Neither the IRA nor the Administration's implementation of the law will prevent insurers and PBMs from bumping drugs in the Price Negotiation Program into higher cost-sharing tiers on insurance formularies. That means patients' out-of-pocket expenses for each prescription could skyrocket, even as government costs go down.

Meanwhile, to boost their own profits, insurers and PBMs may adjust their formularies to cover comparable but less popular treatments that are currently just as expensive on lower cost-sharing tiers. That's great for PBM bottom lines. But it will create huge disruptions in access.

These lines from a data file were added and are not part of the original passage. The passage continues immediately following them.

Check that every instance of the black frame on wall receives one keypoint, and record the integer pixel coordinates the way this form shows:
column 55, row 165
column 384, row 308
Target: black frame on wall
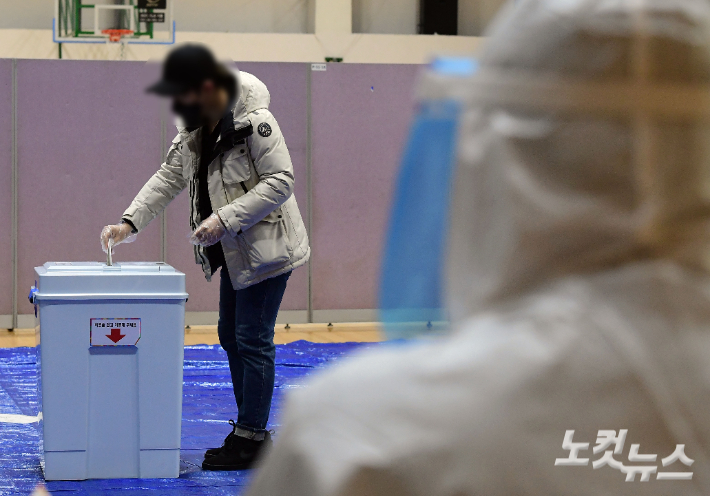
column 438, row 17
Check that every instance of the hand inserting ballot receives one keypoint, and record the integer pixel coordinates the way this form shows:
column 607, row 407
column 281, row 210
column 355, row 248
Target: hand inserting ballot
column 209, row 232
column 116, row 235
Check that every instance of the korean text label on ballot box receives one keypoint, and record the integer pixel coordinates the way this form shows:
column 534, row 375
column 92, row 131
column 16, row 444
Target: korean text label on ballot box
column 110, row 354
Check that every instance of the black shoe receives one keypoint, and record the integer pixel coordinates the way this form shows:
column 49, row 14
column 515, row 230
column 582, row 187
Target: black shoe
column 238, row 453
column 217, row 451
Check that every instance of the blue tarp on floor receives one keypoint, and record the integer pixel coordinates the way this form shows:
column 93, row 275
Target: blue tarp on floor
column 208, row 402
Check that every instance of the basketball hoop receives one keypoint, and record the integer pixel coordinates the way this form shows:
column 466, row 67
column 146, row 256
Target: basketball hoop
column 115, row 35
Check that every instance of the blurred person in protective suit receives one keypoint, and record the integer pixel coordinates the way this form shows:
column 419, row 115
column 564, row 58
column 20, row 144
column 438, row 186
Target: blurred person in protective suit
column 577, row 278
column 231, row 153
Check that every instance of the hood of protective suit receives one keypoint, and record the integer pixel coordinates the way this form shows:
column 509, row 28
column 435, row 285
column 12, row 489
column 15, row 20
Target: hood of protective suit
column 586, row 145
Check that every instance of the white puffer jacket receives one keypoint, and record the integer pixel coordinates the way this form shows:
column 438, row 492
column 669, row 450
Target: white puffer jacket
column 251, row 188
column 578, row 281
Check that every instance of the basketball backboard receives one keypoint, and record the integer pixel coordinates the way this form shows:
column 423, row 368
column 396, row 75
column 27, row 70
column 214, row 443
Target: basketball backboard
column 127, row 21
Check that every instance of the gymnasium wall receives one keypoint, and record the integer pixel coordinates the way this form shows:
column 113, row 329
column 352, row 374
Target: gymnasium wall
column 87, row 137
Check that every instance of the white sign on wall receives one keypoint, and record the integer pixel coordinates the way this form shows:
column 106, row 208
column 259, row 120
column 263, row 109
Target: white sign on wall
column 115, row 332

Patients with chronic conditions who are succeeding on their current drug regimen may face IRA-induced financial pressure to switch medications, with potentially serious health consequences. That's especially true for patients dealing with two or more chronic conditions, where finding the right combination of medications is a matter of both clinical art and science.

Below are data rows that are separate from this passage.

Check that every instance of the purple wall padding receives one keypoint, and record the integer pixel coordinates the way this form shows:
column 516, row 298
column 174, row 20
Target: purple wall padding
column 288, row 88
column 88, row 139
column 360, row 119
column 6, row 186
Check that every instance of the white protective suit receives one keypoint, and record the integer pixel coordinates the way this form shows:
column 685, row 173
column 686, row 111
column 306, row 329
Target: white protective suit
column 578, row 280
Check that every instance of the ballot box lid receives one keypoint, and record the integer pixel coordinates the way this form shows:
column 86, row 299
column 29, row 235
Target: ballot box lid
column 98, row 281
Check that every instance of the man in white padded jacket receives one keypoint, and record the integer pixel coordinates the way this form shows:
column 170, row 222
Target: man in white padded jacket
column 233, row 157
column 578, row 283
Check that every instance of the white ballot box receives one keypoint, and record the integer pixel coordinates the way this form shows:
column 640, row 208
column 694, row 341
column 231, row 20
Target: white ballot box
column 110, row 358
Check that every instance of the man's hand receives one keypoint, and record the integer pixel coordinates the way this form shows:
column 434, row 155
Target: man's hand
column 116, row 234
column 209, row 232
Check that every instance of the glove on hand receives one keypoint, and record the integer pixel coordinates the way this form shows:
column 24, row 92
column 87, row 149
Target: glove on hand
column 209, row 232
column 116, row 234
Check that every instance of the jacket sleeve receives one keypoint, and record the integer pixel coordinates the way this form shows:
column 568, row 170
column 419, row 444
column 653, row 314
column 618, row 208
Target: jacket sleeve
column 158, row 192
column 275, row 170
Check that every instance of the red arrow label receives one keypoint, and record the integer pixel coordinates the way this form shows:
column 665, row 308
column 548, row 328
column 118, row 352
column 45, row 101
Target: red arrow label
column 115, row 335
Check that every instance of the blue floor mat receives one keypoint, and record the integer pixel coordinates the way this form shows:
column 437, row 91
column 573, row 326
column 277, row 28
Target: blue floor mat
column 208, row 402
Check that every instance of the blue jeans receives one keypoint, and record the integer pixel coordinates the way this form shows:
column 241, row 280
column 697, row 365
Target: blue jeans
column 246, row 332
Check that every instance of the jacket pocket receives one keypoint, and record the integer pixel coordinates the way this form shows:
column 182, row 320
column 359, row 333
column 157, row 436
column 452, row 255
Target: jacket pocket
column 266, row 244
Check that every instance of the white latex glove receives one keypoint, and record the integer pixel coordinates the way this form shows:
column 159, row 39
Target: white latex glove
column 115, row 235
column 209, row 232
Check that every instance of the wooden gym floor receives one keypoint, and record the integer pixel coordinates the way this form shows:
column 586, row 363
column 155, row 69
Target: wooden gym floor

More than half of the people Medicare covers live with three or more different chronic conditions. Shifting away from medications that are working to other possible treatments and combinations is risky and should not be necessary. Yet there's ample reason to think the IRA is setting the stage for just that.

In fact, the Congressional Budget Office (CBO) prepared an estimate projecting changes in utilization rates for a similar drug price negotiation program that preceded the IRA. To achieve expected savings under the program, the score estimated reduced utilization for some medications of more than 25 percent. This disruption to access has no medical justification.

Price negotiations will also have a chilling effect on drug research – and thereby diminish the number of new medicines available to patients in the years and decades to come. One recent study from Vital Transformation estimates that over the next decade, the IRA's drug price negotiations will result in 139 fewer medicines being developed.

With no basis in medical science, the IRA also favors research into medicines administered in a doctor's office over the pills, patches, and capsules people can pick up at a pharmacy and take at home. Many of the most promising cancer treatments fall into the latter category of "small-molecule" drugs –  a clear policy contradiction to President Biden's "Cancer Moonshot" goal to reduce cancer deaths by half in the next 25 years.

The IRA's incentive structure is already steering research dollars away from areas of greatest unmet medical need and preferred routes of administration. And due to the price-popularity nexus in selecting drugs for price negotiations, the IRA actually discourages development of treatments that would benefit Medicare patients in large numbers.

Research into rare diseases will also suffer. The IRA's drug selection provisions disincentivize research that would allow approved rare-disease treatments to be used to treat additional disease states.

Judging the success of the IRA's drug-pricing program requires looking not just at prices, but also at its impact on access to treatments and the far-reaching shifts in research and development decision-making and investment it induces.

This ‘holiday’ announcement is cause not for celebration, but for concern.

Kenneth E. Thorpe is chair of the Department of Health Policy and Management at the Rollins School of Public Health, Emory University. He is also chairman of the Partnership to Fight Chronic Disease.